The prophetic fallacy

issue 13 October 2012

This book isn’t just about prediction, or even the limits of knowledge. It is about the ascent of man. According to Nate Silver, the American electoral analyst, the digital age and its explosion of knowledge constitute a great turning point in human history. Never before have we had so much evidence on which to base our predictions of the future. Yes, there have been setbacks along the way, but we should feel optimistic about the direction of travel.

Yet there is a paradox about the evolution of prediction. Innovations in technology and information make it possible to analyse data far more quickly and extensively.  The availability of so much raw data, however, means that much of the analysis is woeful. There are many more bullets; but also many more inept marksmen. T. S. Eliot’s question has never been more apt: ‘Where is the wisdom we have lost in knowledge? Where is the knowledge we have lost in information?’

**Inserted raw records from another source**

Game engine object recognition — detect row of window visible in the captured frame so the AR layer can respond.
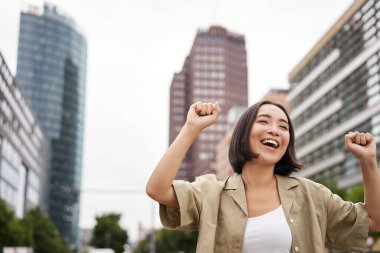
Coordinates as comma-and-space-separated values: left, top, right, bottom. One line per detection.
194, 71, 226, 79
194, 79, 225, 87
290, 1, 380, 87
195, 46, 224, 53
194, 63, 225, 70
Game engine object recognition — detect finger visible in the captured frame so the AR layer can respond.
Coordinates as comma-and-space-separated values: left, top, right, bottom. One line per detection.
212, 102, 222, 115
344, 132, 356, 143
199, 103, 207, 116
365, 133, 373, 143
354, 132, 360, 144
191, 102, 202, 114
206, 103, 213, 115
359, 133, 367, 145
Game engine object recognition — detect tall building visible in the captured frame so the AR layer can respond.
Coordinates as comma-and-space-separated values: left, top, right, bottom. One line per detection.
0, 53, 48, 217
262, 88, 289, 112
17, 4, 87, 247
288, 0, 380, 187
169, 26, 248, 180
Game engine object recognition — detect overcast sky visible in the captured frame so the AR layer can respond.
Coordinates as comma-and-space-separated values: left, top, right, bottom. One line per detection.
0, 0, 353, 240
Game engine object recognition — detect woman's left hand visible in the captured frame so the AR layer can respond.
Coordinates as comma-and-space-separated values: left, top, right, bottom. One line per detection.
344, 132, 376, 160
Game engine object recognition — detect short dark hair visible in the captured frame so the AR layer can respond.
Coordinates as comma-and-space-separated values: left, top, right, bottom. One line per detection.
228, 101, 303, 176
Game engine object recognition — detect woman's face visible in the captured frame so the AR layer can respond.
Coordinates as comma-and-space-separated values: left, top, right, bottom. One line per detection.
249, 104, 290, 165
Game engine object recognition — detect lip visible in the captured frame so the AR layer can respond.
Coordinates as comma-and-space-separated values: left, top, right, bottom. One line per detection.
260, 142, 278, 151
260, 138, 281, 150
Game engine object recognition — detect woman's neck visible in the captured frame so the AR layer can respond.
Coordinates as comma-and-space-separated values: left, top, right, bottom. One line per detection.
241, 163, 276, 187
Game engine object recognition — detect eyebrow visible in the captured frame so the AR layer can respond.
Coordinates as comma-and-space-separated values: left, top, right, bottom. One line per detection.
257, 114, 289, 125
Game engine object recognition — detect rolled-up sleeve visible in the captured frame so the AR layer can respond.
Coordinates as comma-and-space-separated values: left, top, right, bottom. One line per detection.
160, 176, 215, 230
323, 187, 369, 252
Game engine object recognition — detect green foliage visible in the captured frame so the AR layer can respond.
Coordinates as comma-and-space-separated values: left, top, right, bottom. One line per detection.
90, 213, 128, 253
346, 184, 364, 203
133, 240, 149, 253
133, 228, 198, 253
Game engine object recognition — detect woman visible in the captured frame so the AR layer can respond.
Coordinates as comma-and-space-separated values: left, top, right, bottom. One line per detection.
146, 101, 380, 253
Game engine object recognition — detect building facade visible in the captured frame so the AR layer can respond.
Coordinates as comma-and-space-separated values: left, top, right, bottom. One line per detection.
0, 53, 48, 217
262, 88, 289, 112
16, 4, 87, 247
169, 26, 248, 180
288, 0, 380, 188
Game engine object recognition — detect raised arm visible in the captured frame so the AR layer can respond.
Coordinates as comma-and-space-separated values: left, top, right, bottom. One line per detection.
345, 132, 380, 231
146, 103, 220, 208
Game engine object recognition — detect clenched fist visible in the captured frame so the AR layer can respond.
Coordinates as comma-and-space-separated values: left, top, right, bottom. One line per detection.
344, 132, 376, 160
185, 102, 221, 131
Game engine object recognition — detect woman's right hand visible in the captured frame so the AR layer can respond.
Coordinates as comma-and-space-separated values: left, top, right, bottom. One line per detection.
185, 102, 221, 132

The Signal and the Noise acknowledges this, but Silver remains an optimist, hoping to build on the tradition of Enlightenment self-confidence. A similar case for optimism was memorably expressed 15 years ago by Peter L. Bernstein, whose Against the Gods argued that modern finance constituted the front line of the great march of knowledge over uncertainty. The revolutionary idea that defines the boundary between modern time and the past is the mastery of risk, argued Bernstein. ‘Until human beings discovered a way across that boundary, the future was the murky domain of oracles and soothsayers who held a monopoly over knowledge of future events.’ Unlike Bernstein, Silver has to temper his optimism to account for a massive financial crisis — which the combined predictions of regulators, ratings agencies and experts failed to spot.

This book ranges confidently across sport, politics, weather and gambling.